For six years the antidepressant drug Prozac has been lifting the spirits of millions of Americans and thousands of Eli Lilly shareholders
.
—
lead sentence of a
New York Times
story, January 9, 1994
IT’S HEALTHY
to adjust to reality. It’s healthy, recognizing that fiction such as Proust and Faulkner wrote is doomed, to interest yourself in the victorious technology, to fashion a niche for yourself in the new information order, to discard and then forget the values and methods of literary modernism which older readers are too distracted and demoralized to appreciate in your work and which younger readers, bred on television and educated in the new orthodoxy of identity politics and the reader’s superiority to the text, are almost entirely deaf and blind to. It’s healthy to stop giving yourself ulcers and migraines doing demanding work that may please a few harried peers but otherwise instills unease or outright resentment in would-be readers. It’s healthy to cry uncle when your bone’s about to break. Likewise healthy, almost by definition, to forget about death in order to live your life: healthy to settle for (and thereby participate in) your own marginalization as a writer, to accept as inevitable a shrinking audience, an ever-deteriorating relationship with the publishing conglomerates, a retreat into the special Protective Isolation Units that universities now provide for writers within the larger confines of their English departments (since otherwise the more numerous and ferocious lifers would eat the creative writers alive). Healthy to slacken your standards, to call “great” what five years ago you might have called “decent but nothing special.” Healthy, when you discover that your graduate writing students can’t distinguish between “lie” and “lay” and have never read Jane Austen, not to rage or agitate but simply bite the bullet and do the necessary time-consuming teaching. Healthier yet not to worry about it—to nod and smile in your workshops and let sleeping dogs lay, let the students discover Austen when Merchant and Ivory film her.

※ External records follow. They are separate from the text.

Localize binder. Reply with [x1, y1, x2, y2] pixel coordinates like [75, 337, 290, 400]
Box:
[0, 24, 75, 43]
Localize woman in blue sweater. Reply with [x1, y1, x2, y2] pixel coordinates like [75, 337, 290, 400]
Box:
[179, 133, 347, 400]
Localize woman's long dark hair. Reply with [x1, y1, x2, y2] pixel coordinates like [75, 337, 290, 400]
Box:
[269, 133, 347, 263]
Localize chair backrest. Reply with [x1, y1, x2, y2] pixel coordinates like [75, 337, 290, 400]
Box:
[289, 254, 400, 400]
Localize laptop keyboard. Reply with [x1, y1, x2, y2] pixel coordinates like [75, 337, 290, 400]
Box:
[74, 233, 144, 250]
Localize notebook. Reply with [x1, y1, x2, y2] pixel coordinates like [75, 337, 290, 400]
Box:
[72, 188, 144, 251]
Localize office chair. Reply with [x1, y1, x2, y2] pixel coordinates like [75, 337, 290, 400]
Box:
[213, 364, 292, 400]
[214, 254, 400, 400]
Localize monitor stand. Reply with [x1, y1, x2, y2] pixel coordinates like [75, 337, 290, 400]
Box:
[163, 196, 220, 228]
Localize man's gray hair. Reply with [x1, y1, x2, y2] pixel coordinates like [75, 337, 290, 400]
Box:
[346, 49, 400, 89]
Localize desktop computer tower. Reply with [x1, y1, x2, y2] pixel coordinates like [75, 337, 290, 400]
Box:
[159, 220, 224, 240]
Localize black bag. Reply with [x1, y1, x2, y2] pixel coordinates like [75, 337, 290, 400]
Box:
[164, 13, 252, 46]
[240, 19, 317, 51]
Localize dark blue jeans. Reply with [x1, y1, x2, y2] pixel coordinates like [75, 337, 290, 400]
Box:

In describing as “healthy” these responses to the death sentence obsolescence represents, I’m being no more than halfway ironic. Health really is the issue here. The pain of consciousness, the pain of knowing, grows apace with the information we have about the degradation of our planet and the insufficiency of our political system and the incivility of our society and the insolvency of our treasury and the injustice in the one-fifth of our country and four-fifths of our world that isn’t rich like us. Traditionally, since religion lost its lock on the educated classes, writers and other artists have assumed extra pain to ease the burden for the rest of us, voluntarily shouldered some of the painful knowing in exchange for a shot at fame or immortality (or simply because they had no choice, it was their nature). The compact was never entirely stable, but there was a certain general workability to it. Men and women with especially sharp vision undertook to be the wardens of our discontent. They took the terror and ugliness and general lousiness of the world and returned it to the public as a gift: as works of anger or sadness, perhaps, but always of beauty too.